As they ridiculed me, they took delight most in mocking letters I had received from readers in England. I had now been without food and water and the toilet for 12 hours, and having been made to stand, my legs buckled. I vomited and passed out. All I remember is one of them gouging, scraping and clawing with his nails at the tender flesh beneath my eyes. He scooped my head and dug his fingers in near the auditory nerves between my head and eardrum. The pain became sharper as he dug in two fingers at a time. Another man had his combat boot on my neck, pressing into the hard floor. I lay there for over an hour. The room became a menagerie of pain, sound and terror.

My friend has helped me to track down the house, as the sole phone number I had was wrong, and Mohammed Omer is a common name in Palestine. His family name is new to me, as I’ve not spent much time in Rafah. But in the region it is known, and finding his house is easy. As I chat with his family, my friend re-visits his neighbours: many of the people living in this area are in relatively newly built houses, replacing their Israeli-bulldozed or bombed home. This is the same story for Mohammed and his family.

His family is lovely, his niece adorable and shy. His mother serves kaik, ring-shaped date cookies popular at ‘Eid, describing how she made them and encouraging me to take more.

As I rode north to Gaza, the two young men and I began to talk. One, Maher, was returning from work in the tunnels. While for some tunnel work is lucrative and in their view worth the mortal risk, Maher called today his last day. He was working in a tunnel when the IOF warplanes bombed this morning. Fortunately for him, his tunnel was far enough away that he didn’t succumb to burial or being torn apart by the blasts. Two others reportedly did succumb, to a gas leak likely resulting from the bombings, Maan news reported.

But the 100 shekels Maher earns for roughly 11 hours in the tunnels isn’t enough to keep him down there. Not after this morning.

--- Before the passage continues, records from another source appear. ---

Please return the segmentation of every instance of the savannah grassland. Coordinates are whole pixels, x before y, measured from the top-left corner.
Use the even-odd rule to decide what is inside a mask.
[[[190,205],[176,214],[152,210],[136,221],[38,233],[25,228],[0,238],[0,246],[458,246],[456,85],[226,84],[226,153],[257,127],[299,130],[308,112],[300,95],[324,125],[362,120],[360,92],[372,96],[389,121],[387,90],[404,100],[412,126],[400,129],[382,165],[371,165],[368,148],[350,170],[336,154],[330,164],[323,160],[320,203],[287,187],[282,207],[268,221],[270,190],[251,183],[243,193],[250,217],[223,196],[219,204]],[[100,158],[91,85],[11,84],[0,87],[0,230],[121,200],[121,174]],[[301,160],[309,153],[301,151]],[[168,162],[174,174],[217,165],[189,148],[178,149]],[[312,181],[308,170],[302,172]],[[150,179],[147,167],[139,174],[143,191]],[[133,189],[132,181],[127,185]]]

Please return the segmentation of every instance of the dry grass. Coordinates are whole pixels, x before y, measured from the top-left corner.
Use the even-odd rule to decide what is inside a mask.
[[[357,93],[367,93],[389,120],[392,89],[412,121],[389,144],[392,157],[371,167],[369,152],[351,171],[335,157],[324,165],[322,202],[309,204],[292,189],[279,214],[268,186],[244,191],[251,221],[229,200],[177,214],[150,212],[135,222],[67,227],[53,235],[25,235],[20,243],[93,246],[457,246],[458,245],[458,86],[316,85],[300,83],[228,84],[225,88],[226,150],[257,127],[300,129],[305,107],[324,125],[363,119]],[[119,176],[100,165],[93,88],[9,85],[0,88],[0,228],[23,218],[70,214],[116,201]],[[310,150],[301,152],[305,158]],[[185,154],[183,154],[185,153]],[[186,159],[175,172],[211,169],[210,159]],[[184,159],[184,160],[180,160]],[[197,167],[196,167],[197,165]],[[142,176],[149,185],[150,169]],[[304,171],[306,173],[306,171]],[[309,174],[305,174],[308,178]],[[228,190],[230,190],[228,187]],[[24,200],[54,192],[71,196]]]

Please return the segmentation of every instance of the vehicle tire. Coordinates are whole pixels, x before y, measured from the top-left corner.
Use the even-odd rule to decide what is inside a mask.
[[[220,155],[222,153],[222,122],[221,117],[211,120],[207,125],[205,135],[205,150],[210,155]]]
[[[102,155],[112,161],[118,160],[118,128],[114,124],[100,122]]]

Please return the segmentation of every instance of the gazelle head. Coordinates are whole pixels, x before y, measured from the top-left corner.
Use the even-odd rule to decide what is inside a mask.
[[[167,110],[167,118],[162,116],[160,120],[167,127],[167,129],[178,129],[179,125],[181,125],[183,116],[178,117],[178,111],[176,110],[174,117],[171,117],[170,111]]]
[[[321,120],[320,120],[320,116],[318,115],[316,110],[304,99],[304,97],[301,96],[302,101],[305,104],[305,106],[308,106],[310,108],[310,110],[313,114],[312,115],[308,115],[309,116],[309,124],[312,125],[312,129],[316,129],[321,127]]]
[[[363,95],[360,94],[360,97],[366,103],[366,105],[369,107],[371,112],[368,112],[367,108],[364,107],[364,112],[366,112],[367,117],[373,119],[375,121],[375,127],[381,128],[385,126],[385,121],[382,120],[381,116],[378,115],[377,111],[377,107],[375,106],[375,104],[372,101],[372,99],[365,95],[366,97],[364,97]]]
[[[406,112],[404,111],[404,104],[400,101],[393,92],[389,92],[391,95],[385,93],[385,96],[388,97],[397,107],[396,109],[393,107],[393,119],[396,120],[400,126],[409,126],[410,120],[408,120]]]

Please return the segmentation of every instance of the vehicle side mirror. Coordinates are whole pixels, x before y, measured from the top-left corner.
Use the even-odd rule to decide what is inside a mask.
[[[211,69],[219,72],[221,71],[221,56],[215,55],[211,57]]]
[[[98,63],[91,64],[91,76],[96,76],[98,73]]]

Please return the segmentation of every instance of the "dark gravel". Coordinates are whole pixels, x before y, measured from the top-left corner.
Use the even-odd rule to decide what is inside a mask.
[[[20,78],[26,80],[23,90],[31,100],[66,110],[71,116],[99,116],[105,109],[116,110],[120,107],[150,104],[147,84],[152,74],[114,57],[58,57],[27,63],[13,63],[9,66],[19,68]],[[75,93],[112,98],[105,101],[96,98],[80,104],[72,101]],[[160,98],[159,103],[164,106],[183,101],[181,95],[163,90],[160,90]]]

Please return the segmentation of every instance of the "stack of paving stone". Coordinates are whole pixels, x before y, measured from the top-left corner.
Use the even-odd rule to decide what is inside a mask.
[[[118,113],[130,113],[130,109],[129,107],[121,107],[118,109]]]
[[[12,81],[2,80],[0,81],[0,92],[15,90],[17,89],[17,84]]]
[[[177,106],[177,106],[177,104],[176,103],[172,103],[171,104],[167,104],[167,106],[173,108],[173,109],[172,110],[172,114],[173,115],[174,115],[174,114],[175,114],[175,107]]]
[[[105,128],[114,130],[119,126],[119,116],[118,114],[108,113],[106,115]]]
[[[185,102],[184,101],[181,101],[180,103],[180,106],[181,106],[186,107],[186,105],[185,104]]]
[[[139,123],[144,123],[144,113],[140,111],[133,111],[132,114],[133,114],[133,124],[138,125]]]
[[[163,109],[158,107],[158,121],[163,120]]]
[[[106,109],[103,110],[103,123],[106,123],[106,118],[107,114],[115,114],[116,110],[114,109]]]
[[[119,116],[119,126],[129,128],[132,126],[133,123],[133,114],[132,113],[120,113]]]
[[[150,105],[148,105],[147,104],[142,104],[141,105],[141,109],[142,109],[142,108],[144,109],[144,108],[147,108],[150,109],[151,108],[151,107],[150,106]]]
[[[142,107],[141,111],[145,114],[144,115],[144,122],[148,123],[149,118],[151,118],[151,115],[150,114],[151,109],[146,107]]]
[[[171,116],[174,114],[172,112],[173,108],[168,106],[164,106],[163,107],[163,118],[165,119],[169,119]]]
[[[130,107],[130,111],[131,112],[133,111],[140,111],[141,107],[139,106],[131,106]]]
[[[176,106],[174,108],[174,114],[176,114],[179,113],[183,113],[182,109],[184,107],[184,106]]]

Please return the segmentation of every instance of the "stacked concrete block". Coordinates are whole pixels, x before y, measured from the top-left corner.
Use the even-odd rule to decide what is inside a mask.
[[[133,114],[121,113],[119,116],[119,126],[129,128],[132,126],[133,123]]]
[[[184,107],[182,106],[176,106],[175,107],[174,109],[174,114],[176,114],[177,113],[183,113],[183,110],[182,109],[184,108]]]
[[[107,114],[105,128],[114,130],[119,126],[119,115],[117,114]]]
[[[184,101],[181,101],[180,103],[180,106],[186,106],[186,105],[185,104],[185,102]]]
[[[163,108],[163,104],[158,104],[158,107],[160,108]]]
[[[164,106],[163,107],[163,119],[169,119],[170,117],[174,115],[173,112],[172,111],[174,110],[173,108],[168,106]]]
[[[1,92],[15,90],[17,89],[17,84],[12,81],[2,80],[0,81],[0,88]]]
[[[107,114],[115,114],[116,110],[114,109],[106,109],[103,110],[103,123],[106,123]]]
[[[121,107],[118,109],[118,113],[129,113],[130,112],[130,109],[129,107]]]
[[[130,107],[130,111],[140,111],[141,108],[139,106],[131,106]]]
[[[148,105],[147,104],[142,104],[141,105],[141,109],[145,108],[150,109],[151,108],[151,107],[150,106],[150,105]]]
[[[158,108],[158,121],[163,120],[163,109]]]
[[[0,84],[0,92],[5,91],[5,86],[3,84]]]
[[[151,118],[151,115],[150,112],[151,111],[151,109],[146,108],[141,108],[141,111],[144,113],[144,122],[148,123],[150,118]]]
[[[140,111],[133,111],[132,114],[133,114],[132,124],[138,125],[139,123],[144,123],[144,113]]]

Halas, 100 shekels mish nafer!,” which basically means 100 shekels isn’t worth it. He goes on to tell of his previous work, starting from age 13: “I worked in a coal factory in the north,” he says. If I understand him correctly, it’s a place for manufacturing the type of charcoal used for argila (water-pipes).

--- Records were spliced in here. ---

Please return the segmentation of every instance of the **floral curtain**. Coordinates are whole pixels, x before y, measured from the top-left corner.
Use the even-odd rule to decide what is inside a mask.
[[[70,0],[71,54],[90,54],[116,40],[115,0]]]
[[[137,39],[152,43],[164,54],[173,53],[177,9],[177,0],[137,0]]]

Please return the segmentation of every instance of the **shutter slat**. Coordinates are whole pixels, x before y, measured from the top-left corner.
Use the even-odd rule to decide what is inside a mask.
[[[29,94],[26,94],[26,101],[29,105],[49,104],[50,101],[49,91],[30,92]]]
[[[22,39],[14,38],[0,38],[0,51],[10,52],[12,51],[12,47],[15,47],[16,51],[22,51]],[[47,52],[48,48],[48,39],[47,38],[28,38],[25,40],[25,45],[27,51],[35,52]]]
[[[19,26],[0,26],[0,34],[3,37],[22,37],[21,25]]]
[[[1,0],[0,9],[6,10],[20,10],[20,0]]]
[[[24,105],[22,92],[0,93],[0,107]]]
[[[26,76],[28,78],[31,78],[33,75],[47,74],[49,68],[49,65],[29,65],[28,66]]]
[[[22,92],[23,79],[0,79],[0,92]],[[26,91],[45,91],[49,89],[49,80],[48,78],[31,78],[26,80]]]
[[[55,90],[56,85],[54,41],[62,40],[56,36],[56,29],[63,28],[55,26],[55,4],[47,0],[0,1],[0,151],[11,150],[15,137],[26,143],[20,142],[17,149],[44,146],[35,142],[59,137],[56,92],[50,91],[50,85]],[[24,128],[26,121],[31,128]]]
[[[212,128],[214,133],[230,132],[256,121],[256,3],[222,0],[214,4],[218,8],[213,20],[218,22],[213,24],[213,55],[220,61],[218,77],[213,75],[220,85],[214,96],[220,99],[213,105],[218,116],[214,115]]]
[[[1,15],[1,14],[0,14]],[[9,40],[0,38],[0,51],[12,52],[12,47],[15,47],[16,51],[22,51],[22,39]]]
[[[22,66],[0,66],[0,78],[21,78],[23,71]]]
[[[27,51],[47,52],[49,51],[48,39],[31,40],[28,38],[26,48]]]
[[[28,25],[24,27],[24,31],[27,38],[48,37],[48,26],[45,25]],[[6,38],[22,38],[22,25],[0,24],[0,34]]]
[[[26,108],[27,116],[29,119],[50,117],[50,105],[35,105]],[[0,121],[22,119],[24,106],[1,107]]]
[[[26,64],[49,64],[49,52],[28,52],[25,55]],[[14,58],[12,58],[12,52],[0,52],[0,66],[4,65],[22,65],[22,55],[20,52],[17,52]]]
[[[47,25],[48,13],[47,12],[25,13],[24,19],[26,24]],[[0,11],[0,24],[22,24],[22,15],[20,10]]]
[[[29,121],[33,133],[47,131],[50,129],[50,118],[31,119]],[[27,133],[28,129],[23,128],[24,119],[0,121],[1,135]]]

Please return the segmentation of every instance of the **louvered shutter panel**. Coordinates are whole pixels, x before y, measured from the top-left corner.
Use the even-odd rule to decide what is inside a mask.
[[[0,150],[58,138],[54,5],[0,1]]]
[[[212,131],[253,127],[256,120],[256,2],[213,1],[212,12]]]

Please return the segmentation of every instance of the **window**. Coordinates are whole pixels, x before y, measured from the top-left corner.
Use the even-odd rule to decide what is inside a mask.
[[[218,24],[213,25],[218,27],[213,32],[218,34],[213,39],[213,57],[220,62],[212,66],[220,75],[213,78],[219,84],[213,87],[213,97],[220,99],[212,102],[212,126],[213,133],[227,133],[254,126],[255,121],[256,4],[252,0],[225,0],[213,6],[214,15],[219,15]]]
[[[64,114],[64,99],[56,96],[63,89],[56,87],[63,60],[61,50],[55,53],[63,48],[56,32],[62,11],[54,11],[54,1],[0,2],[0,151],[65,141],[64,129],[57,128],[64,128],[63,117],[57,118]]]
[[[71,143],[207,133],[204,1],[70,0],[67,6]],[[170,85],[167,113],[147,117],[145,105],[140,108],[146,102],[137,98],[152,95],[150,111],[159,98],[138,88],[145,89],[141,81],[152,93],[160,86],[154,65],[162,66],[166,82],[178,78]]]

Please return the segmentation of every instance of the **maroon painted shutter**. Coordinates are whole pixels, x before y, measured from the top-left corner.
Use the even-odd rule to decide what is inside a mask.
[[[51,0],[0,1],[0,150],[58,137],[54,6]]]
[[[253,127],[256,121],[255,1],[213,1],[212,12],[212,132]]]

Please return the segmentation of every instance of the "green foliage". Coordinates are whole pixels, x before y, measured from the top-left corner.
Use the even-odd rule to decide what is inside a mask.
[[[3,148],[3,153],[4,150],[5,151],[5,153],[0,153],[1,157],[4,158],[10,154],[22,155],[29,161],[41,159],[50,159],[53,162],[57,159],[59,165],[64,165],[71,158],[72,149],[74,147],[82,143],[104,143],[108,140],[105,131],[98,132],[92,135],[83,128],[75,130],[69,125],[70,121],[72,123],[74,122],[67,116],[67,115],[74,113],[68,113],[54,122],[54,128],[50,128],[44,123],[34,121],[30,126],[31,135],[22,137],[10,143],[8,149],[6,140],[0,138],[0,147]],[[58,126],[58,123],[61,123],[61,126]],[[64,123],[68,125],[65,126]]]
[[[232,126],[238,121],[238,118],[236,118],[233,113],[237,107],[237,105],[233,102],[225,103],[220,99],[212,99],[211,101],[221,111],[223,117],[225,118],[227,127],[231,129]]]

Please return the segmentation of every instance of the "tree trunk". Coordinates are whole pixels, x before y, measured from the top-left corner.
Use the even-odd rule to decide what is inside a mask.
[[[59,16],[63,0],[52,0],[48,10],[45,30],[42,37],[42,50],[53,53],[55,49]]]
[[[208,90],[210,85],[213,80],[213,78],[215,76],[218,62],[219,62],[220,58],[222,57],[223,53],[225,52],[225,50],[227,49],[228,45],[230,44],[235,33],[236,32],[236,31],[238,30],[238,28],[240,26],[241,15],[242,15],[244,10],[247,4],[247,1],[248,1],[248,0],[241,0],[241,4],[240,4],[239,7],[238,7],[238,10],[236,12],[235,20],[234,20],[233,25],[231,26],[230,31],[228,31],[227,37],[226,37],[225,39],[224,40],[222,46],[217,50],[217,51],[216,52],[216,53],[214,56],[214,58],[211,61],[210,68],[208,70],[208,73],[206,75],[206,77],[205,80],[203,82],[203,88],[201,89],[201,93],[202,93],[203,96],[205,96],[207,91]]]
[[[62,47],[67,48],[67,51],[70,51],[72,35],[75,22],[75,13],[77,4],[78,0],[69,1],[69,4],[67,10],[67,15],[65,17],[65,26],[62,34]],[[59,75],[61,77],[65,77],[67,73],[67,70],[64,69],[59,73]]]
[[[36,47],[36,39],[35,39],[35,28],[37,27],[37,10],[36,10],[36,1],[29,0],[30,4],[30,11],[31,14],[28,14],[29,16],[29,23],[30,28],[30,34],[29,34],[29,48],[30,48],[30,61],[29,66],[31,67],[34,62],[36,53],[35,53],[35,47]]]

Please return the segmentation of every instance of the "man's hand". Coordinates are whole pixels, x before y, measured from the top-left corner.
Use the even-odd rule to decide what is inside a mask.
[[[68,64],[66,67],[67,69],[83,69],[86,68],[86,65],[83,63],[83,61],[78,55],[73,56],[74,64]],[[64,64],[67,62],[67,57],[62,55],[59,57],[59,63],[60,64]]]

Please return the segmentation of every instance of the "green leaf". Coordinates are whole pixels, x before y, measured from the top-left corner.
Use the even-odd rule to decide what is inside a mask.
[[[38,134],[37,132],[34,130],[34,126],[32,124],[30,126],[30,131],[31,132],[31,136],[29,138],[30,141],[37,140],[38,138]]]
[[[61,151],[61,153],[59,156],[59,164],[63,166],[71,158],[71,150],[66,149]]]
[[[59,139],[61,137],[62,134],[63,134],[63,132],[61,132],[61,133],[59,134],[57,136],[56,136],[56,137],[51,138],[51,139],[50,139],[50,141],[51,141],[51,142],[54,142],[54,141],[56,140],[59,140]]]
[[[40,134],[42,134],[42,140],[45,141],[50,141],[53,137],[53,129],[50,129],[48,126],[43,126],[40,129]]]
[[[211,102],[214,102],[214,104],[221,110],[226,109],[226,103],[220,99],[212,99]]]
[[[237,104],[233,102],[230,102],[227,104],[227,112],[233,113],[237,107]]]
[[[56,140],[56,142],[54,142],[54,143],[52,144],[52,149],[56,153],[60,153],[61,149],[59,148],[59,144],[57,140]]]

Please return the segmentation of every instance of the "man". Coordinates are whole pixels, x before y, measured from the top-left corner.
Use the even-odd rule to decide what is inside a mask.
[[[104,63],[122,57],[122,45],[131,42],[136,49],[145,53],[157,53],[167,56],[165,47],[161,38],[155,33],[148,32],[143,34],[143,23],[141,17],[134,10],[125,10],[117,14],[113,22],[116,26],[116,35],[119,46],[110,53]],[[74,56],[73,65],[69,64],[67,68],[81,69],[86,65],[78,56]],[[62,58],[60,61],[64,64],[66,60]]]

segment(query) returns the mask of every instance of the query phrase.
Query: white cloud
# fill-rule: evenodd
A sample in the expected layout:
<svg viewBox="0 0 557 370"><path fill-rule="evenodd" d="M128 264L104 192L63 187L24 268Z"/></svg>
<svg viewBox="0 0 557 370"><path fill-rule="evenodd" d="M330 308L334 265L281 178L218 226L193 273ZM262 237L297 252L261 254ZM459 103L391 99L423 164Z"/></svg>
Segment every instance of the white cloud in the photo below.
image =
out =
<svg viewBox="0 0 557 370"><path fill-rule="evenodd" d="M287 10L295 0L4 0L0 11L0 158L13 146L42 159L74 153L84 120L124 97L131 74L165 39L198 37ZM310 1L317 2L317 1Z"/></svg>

I learn Maher is mutual acquaintance, from the family of Hamza‘s young wife Iman. And being from Beit Lahiya in the north, he also knew the martyred Arafa Abd al Dayem (alayerham). Arafa was shredded by a dart bomb the Israeli army fired upon him and civilians during the massacre.

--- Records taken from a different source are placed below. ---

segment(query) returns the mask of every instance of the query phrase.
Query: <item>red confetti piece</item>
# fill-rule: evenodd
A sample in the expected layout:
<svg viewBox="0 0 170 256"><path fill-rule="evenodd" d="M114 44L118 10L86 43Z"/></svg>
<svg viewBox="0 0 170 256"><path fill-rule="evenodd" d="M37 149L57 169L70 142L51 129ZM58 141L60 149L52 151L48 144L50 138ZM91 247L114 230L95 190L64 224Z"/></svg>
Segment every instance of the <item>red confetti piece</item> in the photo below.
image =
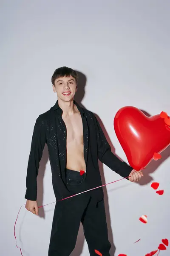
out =
<svg viewBox="0 0 170 256"><path fill-rule="evenodd" d="M158 159L160 159L162 157L162 156L159 154L158 153L155 152L153 155L153 160L156 161L158 160Z"/></svg>
<svg viewBox="0 0 170 256"><path fill-rule="evenodd" d="M142 215L139 219L143 223L146 224L147 222L147 216L146 215Z"/></svg>
<svg viewBox="0 0 170 256"><path fill-rule="evenodd" d="M162 111L161 113L160 114L160 116L162 118L164 118L164 119L167 118L168 117L167 113L166 113L166 112L165 112L163 111Z"/></svg>
<svg viewBox="0 0 170 256"><path fill-rule="evenodd" d="M153 251L152 252L151 252L149 253L147 253L147 254L145 254L145 256L153 256L153 255L154 255L154 254L155 254L155 253L157 253L158 250L157 250L155 251Z"/></svg>
<svg viewBox="0 0 170 256"><path fill-rule="evenodd" d="M139 242L139 241L140 241L140 240L141 240L141 239L139 239L139 240L137 240L137 241L136 241L136 242L135 242L134 243L133 243L134 244L135 244L136 243L137 243L137 242Z"/></svg>
<svg viewBox="0 0 170 256"><path fill-rule="evenodd" d="M96 253L96 254L97 254L98 255L99 255L99 256L102 256L102 253L100 253L99 251L97 250L95 250L94 251Z"/></svg>
<svg viewBox="0 0 170 256"><path fill-rule="evenodd" d="M159 183L158 183L158 182L153 182L151 184L150 186L154 189L157 189L159 186Z"/></svg>
<svg viewBox="0 0 170 256"><path fill-rule="evenodd" d="M166 245L167 246L168 246L169 241L167 239L162 239L162 242L163 244L165 244L165 245Z"/></svg>
<svg viewBox="0 0 170 256"><path fill-rule="evenodd" d="M156 253L158 251L158 250L156 250L155 251L153 251L150 253L150 256L153 256L155 253Z"/></svg>
<svg viewBox="0 0 170 256"><path fill-rule="evenodd" d="M158 247L158 249L161 250L167 250L165 246L163 244L159 244L159 245Z"/></svg>
<svg viewBox="0 0 170 256"><path fill-rule="evenodd" d="M158 190L158 191L156 191L156 194L158 194L160 195L162 195L164 194L164 190L163 189L162 190Z"/></svg>
<svg viewBox="0 0 170 256"><path fill-rule="evenodd" d="M165 125L165 128L170 131L170 126L168 126L167 125Z"/></svg>
<svg viewBox="0 0 170 256"><path fill-rule="evenodd" d="M81 175L81 176L82 176L82 175L83 175L83 174L85 173L85 172L84 171L83 171L82 170L80 170L80 175Z"/></svg>

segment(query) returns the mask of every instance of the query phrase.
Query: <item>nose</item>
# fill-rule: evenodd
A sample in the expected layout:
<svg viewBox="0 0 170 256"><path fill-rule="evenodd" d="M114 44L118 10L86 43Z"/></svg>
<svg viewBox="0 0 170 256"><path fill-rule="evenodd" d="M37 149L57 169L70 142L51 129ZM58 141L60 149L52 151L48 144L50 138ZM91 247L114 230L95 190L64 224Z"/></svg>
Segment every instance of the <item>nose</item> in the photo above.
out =
<svg viewBox="0 0 170 256"><path fill-rule="evenodd" d="M65 86L64 86L64 89L69 89L69 88L70 88L70 87L69 87L69 84L68 84L67 83L66 83L66 84L65 84Z"/></svg>

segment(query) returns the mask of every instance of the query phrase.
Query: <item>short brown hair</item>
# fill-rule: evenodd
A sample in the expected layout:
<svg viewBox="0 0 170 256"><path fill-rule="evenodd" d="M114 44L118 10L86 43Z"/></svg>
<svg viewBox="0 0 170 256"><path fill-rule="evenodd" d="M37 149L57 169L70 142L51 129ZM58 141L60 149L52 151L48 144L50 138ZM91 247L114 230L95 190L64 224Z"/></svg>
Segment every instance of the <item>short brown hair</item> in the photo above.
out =
<svg viewBox="0 0 170 256"><path fill-rule="evenodd" d="M58 68L56 69L52 76L52 83L53 85L54 85L54 82L57 79L60 78L60 77L63 77L63 76L69 77L69 76L71 76L75 78L76 82L76 83L77 83L78 75L75 70L74 70L70 67L59 67Z"/></svg>

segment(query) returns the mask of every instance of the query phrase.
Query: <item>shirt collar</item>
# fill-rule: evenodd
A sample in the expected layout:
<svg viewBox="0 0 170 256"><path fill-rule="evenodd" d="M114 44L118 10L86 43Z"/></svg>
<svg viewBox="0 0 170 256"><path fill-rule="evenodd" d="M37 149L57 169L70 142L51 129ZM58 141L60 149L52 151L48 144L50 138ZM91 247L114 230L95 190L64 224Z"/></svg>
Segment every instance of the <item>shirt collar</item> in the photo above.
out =
<svg viewBox="0 0 170 256"><path fill-rule="evenodd" d="M82 114L82 115L83 115L84 113L84 112L83 111L83 109L82 108L81 108L80 107L80 106L79 106L79 104L74 100L73 101L74 101L74 104L77 107L77 108L81 114L81 115ZM60 111L61 114L62 114L62 110L60 107L60 106L59 106L59 104L58 104L58 100L57 101L56 104L55 104L55 105L53 107L53 109L54 110L59 110Z"/></svg>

“He was a good man,” Maher says, and I say.


There’s a spill on the road-side, and our taxi slows to cross into the opposite lane, avoiding the mess. A brief discussion ensues over what the fruit is –apples, peaches—and it’s decided there are both scattered on the ground. A shame, and all the more so knowing that this has come in via Israel and is precious indeed, having endured long waits at the crossing (assuming normal Israeli crossing standards) and potentially delays in being permitted to cross in the first place.

We rattle past one of the heaps of crushed cars. Before the siege, scrap cars were exported to Israeli junkyards. Now piles sit all over Gaza, growing and rusting.


In Gaza, I hop out of the taxi and walk through a neighbourhood where a new restaurant-resort has opened. Apparently years ago it was used as a rather exclusive hotel resort, then went dormant for a number of years. Now a family has bought the property and got it going again. It is all trees, a rarity in Gaza city or the Strip itself, and lovely at night with lanterns and soft lights.


It’s that time of night when the sun has set but the sky holds a vibrant light, rendering wonderful silhouettes, particularly those trees unique to this type of climate.